14 Ocak 2013 Pazartesi

BAKIŞ AÇISI


Bugün pazartesi, yeni bir hafta, yeni bir gün, yeni bir başlangıç...Yapabileceğimiz  onlarca güzellikler var... kendimize , insanlığa, topluma .... Hiç bir şey yapamıyorsak da, bir tebessümle  pozitif enerji yayalım dünyaya...

 

            Gazeteleri okurken bir haber düşündürdü beni.. Tekirdağlı Refiye Yılmaz'a milyonda bir görülen Gardner Sendromu nedeniyle, doktorlarının acil ince bağırsak nakli yapılmasının gerektiğini, yoksa hayati tehlikeye gireceğini yazıyordu. Aynı haber televizyonda da vardı. Gencecik bir kız. Onca hastalığına rağmen gülümseyebilen. Umut ediyorum ki duyarlı ve şefkatli halkımız ona yardım elini  uzatacaktır.

 

            Üzülüyoruz böyle haberlere ama yaşadığımız hayatta hiç bir şey tesadüfen meydana gelmiyor. Her olayda ince hesaplar, derin manalar, bizim hemen okuyamadığımız incelikler vardır. Ve bize bakan yönünü  düşünecek olursak, genel olarak hayatın akışı içersinde ufak- tefek aksaklıkları, tümsekleri, suni problemleri ne kadar büyütebiliyoruz. Hatta örümcek ağını andıran önemsiz meselelerle gündemimizi nasıl  meşgul edebiliyor, canımızı sıkıyoruz. Stres, sinir ve öfke vazgeçilmezlerimiz. Hepimiz, ben de dahil  küçük olumsuzlukları bir hayli abartabiliyoruz.

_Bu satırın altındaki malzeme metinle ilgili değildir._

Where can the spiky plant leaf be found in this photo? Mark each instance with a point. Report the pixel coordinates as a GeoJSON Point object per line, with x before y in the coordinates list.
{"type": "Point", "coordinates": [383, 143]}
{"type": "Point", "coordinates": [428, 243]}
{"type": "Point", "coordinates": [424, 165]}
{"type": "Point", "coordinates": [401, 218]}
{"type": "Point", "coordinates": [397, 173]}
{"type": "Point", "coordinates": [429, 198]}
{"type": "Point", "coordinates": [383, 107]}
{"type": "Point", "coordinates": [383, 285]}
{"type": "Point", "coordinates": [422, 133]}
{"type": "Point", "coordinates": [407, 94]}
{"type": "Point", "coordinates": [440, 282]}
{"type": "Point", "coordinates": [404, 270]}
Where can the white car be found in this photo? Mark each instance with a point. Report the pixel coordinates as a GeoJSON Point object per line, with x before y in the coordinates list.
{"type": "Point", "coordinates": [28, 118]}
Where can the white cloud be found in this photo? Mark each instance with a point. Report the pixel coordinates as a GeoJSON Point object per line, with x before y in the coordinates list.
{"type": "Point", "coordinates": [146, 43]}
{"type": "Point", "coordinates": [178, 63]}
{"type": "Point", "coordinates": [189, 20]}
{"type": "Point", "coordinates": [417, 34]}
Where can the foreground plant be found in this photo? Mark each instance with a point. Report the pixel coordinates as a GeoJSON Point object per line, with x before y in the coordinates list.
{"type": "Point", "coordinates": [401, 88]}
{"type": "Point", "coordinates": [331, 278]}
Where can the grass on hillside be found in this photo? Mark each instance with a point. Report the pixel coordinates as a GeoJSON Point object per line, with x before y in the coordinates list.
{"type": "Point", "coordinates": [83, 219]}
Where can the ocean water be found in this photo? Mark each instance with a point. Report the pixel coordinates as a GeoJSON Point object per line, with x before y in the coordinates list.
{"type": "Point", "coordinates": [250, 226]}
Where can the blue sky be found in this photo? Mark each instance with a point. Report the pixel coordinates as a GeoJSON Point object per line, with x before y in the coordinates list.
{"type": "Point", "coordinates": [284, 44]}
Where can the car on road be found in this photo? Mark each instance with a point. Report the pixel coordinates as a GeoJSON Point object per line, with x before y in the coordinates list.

Oysa bizden her zaman her bakımdan maddi-manevi daha zor, daha sıkıntılı dönemler geçiren insanlar var. Olayları değerlendirirken pozitif yaklaşabilmek, başıboş olmadığını idrak etmek, "bu da geçer ya" diyebilmek, sıkıntıyı göğüslemede ve hafifletmede azımsanmayacak  derecede katkısı vardır.  

 

             Kıssadan hisse olabileceğini düşündüğüm bir hikaye:

 

            Padişah daha önce hiç deniz yolculuğu yapmamış bir köle ile aynı gemide yolculuk yapıyordu. Köle korkudan tir tir  titriyor, bir türlü sakinleşemiyor, bağırıp çağırarak herkesi huzursuz ediyor. Padişahın iyice keyfi kaçıyor. Bir adam öne atılarak:

"İzin verirseniz padişahım onu sakinleştireyim".

"Ne yaparsan yap, yeter ki şu adamı sustur", der  adama.

Bağırıp çağıran köleyi tutarak suya atarlar.

"Boğuluyorum, imdaaaat!" diye köle feryat ederek çırpınır.

Köleyi yakalayıp gemiye çıkarırlar. Bir köşeye bırakırlar. Köle artık sessizce oturur.

 Padişah adama niçin öyle yaptığını sorar.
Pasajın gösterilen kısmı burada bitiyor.